The mother of two said that Tiger, who has been with the family for two years after being adopted from Dudley Greyhound Trust, had been inconsolable as the noise from the celebrations rang out throughout the evening.
She said that greyhound had suffered what was a suspected heart attack.
She said: "Thursday night there were fireworks over in the next street and he did not cope very well but he was alright. Friday night I was with the dogs because the girls were out with their dad and Tiger was completely paralysed. He was shaking, he did not know what to do with himself, he wouldn't eat.
"I was just sat watching TV because the more you fuss the worse they become. He was lying behind the sofa and just scratching a lot. I took a phone call from a family member and when I turned round to look at him he was flat out at the back of the sofa and he'd just gone.
"My first thought was he had a fit because he was dribbling but as far as we can tell he had a heart attack."

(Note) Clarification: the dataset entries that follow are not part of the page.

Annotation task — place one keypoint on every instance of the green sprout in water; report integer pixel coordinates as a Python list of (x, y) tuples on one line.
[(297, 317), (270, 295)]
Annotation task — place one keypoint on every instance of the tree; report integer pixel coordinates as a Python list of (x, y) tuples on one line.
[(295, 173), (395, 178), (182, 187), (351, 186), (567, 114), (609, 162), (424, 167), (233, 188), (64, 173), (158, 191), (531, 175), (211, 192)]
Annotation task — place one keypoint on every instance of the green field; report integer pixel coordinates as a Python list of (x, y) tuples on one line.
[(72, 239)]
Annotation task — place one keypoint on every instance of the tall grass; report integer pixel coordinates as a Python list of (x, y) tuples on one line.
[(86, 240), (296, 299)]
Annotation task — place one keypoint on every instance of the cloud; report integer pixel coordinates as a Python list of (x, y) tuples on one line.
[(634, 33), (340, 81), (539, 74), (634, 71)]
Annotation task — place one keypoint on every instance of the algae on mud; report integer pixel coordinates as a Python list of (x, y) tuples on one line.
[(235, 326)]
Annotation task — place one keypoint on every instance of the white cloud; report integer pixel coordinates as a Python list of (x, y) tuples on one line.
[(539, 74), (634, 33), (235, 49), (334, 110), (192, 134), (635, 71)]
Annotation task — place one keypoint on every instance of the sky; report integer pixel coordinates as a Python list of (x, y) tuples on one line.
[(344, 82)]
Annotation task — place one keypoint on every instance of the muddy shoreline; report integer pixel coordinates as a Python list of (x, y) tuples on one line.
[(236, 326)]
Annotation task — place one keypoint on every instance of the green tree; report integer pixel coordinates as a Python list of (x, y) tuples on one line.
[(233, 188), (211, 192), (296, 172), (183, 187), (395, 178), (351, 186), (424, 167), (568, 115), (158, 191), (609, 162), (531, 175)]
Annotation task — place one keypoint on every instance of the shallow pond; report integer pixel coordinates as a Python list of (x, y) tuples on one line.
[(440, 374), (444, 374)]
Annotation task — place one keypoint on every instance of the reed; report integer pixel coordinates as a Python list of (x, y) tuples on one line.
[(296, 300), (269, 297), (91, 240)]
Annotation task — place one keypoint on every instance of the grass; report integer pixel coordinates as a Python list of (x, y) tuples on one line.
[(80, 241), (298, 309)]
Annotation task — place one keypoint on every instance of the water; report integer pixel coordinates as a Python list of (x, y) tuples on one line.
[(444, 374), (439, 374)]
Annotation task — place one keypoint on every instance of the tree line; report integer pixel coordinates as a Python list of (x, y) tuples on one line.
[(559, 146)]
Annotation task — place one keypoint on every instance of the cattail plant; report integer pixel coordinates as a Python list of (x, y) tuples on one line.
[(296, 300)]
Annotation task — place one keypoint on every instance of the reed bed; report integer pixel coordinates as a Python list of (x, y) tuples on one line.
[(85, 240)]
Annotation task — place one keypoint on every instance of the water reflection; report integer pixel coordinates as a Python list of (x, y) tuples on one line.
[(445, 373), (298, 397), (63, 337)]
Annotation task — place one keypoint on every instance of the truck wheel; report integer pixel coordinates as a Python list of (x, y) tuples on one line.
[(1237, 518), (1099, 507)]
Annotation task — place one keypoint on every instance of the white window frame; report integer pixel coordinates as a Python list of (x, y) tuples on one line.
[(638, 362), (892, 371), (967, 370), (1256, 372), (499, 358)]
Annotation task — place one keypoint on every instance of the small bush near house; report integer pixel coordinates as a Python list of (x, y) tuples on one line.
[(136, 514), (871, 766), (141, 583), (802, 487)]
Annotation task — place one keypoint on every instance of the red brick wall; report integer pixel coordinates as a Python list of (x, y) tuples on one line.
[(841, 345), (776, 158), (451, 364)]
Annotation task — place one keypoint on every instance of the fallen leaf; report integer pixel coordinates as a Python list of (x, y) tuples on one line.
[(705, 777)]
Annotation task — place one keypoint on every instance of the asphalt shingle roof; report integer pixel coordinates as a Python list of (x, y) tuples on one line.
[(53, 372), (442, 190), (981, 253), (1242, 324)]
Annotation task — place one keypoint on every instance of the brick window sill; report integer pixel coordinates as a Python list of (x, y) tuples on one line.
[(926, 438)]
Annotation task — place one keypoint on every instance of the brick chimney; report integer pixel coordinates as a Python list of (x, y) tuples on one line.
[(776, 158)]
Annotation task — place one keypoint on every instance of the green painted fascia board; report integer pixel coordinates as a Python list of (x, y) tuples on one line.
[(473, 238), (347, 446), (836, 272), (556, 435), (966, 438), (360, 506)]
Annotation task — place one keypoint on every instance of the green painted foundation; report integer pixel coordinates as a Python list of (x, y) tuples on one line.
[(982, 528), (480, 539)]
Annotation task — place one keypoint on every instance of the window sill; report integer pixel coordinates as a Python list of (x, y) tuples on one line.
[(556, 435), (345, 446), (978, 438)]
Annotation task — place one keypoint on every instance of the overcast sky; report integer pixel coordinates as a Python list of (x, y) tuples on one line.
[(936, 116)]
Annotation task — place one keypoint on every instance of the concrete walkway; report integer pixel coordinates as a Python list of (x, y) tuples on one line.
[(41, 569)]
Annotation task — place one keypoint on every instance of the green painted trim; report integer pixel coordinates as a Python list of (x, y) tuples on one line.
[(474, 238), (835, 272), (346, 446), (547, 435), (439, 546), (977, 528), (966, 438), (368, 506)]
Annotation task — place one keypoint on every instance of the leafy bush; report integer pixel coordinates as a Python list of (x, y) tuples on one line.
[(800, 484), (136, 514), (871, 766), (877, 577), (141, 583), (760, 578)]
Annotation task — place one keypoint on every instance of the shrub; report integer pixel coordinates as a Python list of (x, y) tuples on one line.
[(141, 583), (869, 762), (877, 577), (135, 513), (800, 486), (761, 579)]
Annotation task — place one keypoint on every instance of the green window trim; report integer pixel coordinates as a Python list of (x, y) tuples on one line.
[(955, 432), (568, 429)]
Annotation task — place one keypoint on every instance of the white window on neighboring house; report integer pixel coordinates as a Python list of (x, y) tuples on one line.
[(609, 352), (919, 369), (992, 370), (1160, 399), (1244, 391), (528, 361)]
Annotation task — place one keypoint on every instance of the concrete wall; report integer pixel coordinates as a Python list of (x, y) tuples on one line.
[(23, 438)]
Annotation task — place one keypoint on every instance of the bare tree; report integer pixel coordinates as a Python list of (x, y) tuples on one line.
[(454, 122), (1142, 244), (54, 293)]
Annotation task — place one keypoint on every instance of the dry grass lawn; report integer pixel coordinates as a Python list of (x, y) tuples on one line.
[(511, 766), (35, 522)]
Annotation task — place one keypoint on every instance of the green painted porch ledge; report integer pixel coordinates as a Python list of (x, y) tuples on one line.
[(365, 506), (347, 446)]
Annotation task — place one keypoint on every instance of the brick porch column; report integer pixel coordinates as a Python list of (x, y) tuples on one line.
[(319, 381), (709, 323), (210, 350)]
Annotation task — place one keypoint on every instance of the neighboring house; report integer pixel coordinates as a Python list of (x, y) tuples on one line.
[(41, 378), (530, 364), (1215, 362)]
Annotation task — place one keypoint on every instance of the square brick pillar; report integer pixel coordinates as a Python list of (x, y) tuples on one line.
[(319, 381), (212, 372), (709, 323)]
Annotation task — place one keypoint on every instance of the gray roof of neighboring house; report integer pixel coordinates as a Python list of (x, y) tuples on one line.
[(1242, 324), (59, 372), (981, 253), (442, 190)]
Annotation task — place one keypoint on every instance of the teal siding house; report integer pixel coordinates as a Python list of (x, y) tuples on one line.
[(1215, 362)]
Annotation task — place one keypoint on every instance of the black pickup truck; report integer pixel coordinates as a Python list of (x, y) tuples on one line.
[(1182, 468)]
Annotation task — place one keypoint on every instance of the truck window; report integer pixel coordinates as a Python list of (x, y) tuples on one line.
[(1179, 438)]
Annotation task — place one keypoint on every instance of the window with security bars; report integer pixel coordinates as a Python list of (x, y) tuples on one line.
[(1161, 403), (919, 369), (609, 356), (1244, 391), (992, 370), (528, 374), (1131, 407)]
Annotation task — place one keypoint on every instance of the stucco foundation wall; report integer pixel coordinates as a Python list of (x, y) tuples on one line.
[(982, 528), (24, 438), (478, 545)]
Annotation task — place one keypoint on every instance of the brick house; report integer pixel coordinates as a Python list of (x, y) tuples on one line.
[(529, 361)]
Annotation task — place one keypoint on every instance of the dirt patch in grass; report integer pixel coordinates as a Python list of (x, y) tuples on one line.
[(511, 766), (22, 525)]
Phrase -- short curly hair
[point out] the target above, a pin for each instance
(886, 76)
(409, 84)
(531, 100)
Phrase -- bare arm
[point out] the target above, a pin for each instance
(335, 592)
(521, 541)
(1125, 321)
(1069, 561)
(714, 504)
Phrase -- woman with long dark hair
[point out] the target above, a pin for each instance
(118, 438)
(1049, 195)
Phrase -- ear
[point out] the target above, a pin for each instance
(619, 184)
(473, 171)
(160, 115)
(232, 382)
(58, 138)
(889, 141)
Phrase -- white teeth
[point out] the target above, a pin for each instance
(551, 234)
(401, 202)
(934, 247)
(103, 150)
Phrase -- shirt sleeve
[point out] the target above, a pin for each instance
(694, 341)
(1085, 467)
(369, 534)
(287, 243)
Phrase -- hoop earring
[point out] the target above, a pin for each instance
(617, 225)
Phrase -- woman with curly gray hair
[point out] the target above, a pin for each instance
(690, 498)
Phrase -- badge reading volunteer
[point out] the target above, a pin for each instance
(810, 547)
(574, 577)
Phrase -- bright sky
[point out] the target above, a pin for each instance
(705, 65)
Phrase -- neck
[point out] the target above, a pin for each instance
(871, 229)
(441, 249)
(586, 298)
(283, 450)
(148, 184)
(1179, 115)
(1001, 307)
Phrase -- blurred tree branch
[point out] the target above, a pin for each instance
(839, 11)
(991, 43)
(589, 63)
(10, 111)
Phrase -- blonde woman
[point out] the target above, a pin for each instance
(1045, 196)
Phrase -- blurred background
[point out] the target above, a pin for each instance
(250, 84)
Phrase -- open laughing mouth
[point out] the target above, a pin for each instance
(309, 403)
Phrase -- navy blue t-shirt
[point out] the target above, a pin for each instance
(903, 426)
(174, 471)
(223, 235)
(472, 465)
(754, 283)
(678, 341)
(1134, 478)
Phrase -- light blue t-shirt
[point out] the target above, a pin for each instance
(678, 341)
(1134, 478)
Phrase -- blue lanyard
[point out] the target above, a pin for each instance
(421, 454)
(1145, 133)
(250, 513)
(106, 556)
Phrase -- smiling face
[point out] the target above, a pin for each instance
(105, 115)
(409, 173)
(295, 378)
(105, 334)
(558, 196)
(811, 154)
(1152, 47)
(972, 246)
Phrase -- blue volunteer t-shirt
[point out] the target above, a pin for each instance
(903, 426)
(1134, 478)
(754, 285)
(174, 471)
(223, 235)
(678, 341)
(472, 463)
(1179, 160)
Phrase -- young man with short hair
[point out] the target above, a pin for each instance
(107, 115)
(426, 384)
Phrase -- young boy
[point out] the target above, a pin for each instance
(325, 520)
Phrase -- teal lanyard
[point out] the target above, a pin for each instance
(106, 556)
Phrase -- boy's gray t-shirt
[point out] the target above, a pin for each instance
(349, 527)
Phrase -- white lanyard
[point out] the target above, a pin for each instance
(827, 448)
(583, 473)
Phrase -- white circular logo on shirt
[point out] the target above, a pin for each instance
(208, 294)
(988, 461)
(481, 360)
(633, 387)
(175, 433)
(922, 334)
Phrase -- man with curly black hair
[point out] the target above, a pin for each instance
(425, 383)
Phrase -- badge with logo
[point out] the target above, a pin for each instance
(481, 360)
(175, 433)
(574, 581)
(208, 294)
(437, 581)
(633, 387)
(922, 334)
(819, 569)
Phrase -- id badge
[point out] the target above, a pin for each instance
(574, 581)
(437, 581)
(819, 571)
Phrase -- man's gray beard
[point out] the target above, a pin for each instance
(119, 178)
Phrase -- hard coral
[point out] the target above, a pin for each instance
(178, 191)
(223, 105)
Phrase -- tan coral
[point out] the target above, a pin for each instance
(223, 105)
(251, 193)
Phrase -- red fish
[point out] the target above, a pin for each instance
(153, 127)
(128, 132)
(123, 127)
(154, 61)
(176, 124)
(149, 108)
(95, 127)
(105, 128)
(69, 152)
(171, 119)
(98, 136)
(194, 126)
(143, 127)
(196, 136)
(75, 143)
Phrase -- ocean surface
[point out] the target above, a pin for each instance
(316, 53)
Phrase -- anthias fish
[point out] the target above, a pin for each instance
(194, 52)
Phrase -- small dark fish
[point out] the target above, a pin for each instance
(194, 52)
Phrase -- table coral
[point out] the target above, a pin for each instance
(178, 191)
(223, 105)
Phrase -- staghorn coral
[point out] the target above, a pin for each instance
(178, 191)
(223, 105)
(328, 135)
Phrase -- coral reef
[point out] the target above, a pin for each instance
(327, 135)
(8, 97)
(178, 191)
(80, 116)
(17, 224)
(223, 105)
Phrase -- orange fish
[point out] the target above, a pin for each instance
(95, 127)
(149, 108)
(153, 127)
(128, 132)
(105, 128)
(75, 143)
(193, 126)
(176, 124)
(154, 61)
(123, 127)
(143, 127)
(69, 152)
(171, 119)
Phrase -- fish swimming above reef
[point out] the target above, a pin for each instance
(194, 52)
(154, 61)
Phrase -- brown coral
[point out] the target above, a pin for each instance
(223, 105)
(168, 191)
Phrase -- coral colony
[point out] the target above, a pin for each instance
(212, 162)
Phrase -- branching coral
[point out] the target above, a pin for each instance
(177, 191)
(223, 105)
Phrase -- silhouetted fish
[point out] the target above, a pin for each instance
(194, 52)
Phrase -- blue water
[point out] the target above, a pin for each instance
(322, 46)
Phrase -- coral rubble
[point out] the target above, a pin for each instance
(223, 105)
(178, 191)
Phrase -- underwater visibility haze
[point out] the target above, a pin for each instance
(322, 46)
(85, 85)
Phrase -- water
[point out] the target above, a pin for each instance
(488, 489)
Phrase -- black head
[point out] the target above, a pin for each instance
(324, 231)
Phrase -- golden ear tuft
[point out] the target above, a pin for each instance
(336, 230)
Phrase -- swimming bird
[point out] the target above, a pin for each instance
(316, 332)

Mrs Coates said she had moved their other female greyhound, Bo, upstairs after Tiger had died, and put her in a room listening to Classic FM in a bid to keep her calm and further shielded from the noise.
She said they had been left devastated at Tiger's death, describing him as "the most loving dog".
Mrs Coates said that Bo has spent the days since searching for Tiger, adding to the sadness of his death.
She said: "She's looking for him which is heartbreaking to see because she does not know anything else, they have been together for two years."
Mrs Coates has now suggested that fireworks are potentially confined to organised displays that could take place in less densely populated areas – minimising the risk of distress to dogs.
She said: "Last year he did not really bother, he seemed okay last year but a lot of dogs do not cope with that sort of thing.
"I did everything I could, I had the TV on loud, all the windows and doors shut, the curtains down, trying to block it out but their ears are so sensitive it does not matter what you do, they can still hear it.
"I am not saying do not have fireworks but I am like a lot of people, they should be taken off general sale and the loud ones taken away and use the low end, or low impact ones that do not cause so much distress for animals.
"I think they should possibly keep them to big displays that are confined to areas that do not have a lot of houses around them."